My advice is to start slowly with a few small wins and remember to:

•    Add value – don’t try to impose or direct adoption
•    Be positive and be patient – it’s an iterative process
•    Don’t start aiming for perfection – aim for something good

You will know you are on the right track when you start to get called on more often for your input into strategic business decisions – when your integrated planning approach gets the buy-in it needs to succeed. Cultivating this buy-in requires time, nurturing, meaningful collaboration and continuous refinement, which is why it needs to involve people from multiple departments and data from multiple sources. And don’t forget that more iterations lead to more accuracy, which leads to more confidence in plans and planning capability.

In my earlier example of building a database of marketing funnel metrics, I knew I was successful when marketing was sitting in the finance department every other day fooling around with their data at our desks. At that point we also saw the accuracy of our own sales and revenue forecasting greatly improved.

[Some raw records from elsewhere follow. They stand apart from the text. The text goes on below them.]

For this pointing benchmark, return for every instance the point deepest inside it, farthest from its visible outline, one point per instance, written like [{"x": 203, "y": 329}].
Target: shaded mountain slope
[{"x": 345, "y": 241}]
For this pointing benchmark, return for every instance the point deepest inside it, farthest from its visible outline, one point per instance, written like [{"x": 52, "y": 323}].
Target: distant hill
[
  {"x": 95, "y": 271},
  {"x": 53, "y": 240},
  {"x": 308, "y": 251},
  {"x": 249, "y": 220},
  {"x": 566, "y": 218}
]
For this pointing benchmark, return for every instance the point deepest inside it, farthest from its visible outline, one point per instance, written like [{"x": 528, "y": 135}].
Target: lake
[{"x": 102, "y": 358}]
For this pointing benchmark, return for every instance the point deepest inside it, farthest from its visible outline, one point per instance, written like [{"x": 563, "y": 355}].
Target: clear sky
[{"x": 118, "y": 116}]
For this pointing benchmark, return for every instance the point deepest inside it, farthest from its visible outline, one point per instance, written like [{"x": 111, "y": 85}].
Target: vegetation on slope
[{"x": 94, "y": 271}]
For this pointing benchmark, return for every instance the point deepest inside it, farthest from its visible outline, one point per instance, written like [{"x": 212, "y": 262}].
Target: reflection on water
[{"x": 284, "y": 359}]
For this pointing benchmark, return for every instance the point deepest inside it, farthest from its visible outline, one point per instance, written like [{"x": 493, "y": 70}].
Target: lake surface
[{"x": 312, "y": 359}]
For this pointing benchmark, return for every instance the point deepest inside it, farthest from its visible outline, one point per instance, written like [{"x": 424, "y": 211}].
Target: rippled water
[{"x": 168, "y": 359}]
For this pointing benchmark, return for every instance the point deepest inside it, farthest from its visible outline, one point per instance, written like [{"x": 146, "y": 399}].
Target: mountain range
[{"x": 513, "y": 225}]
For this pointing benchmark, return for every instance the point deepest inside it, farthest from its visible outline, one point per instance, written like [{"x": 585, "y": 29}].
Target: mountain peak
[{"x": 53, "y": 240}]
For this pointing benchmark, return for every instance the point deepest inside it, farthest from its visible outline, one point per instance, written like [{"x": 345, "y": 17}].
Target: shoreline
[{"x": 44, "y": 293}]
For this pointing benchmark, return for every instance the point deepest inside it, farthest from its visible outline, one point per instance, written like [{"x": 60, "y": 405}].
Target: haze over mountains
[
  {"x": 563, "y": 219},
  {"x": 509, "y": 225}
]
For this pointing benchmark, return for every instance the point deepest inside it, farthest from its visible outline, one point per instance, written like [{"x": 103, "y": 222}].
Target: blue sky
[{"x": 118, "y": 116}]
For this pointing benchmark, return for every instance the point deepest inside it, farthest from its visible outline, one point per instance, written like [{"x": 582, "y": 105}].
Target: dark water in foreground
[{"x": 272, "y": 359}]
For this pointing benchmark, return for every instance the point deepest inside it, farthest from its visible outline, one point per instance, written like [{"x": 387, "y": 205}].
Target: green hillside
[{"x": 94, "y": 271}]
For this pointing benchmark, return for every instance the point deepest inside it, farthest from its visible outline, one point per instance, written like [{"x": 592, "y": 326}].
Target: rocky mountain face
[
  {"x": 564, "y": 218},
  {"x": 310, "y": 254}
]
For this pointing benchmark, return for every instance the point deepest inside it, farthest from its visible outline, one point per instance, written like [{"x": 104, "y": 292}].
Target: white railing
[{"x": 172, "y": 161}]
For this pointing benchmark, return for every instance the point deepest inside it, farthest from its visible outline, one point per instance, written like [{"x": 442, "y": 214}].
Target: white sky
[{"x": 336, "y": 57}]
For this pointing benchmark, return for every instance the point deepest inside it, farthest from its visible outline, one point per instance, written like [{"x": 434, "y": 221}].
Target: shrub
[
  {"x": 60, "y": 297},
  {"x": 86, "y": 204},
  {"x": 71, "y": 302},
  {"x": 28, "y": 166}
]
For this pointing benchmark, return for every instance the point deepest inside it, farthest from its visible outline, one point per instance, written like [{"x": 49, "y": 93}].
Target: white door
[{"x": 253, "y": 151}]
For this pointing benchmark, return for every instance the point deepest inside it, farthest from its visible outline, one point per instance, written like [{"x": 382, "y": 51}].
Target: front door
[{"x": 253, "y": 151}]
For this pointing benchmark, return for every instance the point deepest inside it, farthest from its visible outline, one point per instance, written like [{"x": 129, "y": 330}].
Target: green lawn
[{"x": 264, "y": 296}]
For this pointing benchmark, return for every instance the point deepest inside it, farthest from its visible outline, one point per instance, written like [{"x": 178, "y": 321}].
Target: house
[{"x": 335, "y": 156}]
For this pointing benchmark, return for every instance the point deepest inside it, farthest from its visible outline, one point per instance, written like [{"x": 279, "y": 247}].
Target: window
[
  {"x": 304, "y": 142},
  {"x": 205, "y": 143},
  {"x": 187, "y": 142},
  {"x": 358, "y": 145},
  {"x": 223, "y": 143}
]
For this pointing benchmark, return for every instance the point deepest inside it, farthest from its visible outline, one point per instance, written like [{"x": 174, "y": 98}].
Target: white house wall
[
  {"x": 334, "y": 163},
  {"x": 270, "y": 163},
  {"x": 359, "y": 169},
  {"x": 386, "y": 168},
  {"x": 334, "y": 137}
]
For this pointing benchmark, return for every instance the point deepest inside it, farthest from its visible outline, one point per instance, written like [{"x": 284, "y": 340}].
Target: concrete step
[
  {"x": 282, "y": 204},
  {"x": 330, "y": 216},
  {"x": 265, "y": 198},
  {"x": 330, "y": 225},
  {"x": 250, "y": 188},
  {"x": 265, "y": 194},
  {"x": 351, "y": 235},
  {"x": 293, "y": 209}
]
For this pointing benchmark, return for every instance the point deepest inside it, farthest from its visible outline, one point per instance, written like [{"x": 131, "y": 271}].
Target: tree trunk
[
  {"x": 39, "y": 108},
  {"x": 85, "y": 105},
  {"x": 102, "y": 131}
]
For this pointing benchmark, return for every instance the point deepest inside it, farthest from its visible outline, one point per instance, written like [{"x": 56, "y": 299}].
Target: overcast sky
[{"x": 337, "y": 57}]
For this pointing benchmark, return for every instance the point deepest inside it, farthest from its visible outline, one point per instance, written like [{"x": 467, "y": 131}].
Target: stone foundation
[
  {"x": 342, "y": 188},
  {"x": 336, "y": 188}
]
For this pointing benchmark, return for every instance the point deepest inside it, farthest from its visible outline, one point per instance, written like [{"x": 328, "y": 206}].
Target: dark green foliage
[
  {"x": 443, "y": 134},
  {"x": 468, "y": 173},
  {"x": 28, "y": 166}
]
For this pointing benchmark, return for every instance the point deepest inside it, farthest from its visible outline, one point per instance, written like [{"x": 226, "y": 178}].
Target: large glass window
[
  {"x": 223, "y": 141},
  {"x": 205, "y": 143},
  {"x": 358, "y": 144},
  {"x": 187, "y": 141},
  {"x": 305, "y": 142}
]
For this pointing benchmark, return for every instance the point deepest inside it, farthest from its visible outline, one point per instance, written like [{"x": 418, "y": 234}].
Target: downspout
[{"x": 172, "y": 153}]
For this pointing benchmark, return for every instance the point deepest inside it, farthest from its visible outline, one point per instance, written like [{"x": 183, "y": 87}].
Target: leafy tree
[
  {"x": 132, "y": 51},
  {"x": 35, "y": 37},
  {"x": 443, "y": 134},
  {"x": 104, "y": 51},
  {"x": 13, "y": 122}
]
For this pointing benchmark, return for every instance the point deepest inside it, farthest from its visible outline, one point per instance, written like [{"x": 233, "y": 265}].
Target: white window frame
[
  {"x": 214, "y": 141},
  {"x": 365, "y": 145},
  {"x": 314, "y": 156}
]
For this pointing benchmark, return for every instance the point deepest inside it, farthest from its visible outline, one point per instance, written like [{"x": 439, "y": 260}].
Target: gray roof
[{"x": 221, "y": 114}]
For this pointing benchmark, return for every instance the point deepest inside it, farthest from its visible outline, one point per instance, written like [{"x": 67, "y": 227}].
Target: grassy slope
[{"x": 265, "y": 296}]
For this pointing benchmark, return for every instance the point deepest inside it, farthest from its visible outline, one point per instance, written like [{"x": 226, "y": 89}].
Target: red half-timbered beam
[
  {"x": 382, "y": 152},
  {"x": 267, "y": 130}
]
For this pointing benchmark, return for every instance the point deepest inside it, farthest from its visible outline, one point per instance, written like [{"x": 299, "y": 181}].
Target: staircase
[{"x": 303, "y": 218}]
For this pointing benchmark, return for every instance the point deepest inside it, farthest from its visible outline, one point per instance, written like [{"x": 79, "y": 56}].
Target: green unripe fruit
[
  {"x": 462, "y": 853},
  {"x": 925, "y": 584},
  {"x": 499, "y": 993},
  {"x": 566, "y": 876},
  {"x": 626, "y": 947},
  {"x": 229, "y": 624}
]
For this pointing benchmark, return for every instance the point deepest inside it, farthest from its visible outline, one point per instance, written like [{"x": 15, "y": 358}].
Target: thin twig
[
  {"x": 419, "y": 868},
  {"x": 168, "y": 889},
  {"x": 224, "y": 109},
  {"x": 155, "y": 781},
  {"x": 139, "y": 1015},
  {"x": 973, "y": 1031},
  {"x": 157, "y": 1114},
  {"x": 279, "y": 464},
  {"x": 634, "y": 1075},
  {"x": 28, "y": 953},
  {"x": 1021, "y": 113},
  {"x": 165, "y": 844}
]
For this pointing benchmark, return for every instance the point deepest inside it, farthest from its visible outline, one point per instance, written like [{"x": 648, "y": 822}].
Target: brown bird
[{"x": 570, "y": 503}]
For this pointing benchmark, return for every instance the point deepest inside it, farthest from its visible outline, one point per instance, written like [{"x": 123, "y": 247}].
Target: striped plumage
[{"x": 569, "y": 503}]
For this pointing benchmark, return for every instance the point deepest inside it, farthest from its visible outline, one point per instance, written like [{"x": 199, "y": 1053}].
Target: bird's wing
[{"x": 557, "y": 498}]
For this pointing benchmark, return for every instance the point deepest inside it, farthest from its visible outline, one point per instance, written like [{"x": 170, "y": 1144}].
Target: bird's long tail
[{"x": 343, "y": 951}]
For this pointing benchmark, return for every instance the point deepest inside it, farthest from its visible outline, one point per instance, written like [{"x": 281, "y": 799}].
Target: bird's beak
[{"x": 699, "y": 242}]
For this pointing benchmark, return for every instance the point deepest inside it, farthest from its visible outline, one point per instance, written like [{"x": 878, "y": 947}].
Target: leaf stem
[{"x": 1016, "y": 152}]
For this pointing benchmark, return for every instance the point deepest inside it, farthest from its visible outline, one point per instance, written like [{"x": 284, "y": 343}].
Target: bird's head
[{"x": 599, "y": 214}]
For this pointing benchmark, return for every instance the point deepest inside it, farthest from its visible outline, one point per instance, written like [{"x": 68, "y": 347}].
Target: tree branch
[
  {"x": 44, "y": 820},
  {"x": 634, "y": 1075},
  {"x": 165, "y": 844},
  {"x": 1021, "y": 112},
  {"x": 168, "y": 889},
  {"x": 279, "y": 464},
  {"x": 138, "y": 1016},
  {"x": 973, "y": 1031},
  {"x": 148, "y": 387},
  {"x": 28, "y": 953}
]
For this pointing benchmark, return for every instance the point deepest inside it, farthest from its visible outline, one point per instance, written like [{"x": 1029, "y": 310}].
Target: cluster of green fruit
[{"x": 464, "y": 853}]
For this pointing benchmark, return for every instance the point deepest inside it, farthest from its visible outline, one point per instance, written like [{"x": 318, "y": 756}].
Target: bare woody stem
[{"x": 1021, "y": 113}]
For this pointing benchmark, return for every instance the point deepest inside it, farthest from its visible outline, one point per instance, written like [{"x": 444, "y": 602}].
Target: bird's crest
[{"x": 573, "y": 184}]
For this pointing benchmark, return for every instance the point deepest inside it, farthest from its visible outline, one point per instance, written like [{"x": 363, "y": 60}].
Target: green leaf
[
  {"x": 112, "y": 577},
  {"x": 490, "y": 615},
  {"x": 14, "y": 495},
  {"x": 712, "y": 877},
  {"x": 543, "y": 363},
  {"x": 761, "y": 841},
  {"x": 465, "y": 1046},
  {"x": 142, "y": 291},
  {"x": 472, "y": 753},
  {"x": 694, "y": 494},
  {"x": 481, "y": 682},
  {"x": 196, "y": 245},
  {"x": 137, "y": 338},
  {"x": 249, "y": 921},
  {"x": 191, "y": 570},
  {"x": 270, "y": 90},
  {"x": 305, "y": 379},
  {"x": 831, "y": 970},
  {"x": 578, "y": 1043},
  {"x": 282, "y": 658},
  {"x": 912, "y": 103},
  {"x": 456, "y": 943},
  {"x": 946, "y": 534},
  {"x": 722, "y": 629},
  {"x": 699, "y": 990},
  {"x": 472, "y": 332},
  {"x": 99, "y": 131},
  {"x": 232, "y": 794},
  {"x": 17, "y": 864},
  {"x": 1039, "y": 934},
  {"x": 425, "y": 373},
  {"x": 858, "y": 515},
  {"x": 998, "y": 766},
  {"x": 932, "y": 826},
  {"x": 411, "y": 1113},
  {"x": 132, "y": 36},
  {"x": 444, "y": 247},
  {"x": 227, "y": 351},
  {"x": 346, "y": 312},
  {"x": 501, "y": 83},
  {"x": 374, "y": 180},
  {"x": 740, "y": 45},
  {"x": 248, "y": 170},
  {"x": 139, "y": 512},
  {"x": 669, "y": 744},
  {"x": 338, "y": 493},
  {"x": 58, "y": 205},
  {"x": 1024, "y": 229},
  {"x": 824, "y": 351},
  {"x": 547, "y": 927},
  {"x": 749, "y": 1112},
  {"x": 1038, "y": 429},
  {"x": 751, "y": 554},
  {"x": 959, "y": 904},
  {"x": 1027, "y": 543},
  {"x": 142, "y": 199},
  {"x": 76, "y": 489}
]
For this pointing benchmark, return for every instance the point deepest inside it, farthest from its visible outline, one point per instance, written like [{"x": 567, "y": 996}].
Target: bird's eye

The Corporate Performance Transformation Payoff

Like most CFOs, I’m results-oriented, and being transformative involves being alert to all the direct and indirect results that indicate you and your team are on the right path.

In my earlier marketing example, we knew we were on track when we saw finance helping its colleagues in marketing make better decisions to reduce customer acquisition costs (CAC). That meant the company could do more with the same amount of money, and made sure it spent its marketing dollars in the right place – from pay-per-click advertising to public relations.

Integrated planning doesn’t mean finance taking over the marketing function, but recognizing that all of us should share the same goal of driving organizational success.

Uncovering the value of financial & non-financial data

Going from integrated planning to performance transformation is about finding the story in the numbers through analysis. Telling that story includes the descriptive – where you’ve been as a company – and the diagnostic — where you are and why. Making that story transformative happens when you start to get predictive – where you’re going, the levers that control company direction, and how to adjust those levers to get the company to where it needs to be.

Performance transformation can drive a major culture shift in an organization. With strong collaboration and a powerful combination of financial and non-financial data, finance can lead performance transformation by informing and driving results that could be an order of magnitude greater than keeping to a straight line or within a repeating pattern.

Put another way, you can continue to report sales and marketing spend relative to budget. You can aim to cut sales and marketing spend. Or…you could double your sales.

What gets me excited is maximizing my contribution through data and analysis. I don’t want to be the guy cutting down trees and printing financial statements that go straight into well-ordered black binders. I want my numbers to live out loud, to tell an impactful story, one that motivates and drives performance transformation across my organization.

As the CFO, I firmly believe I’m in the best position to do this. And I’m thrilled to see more and more of my peers striving to do the same.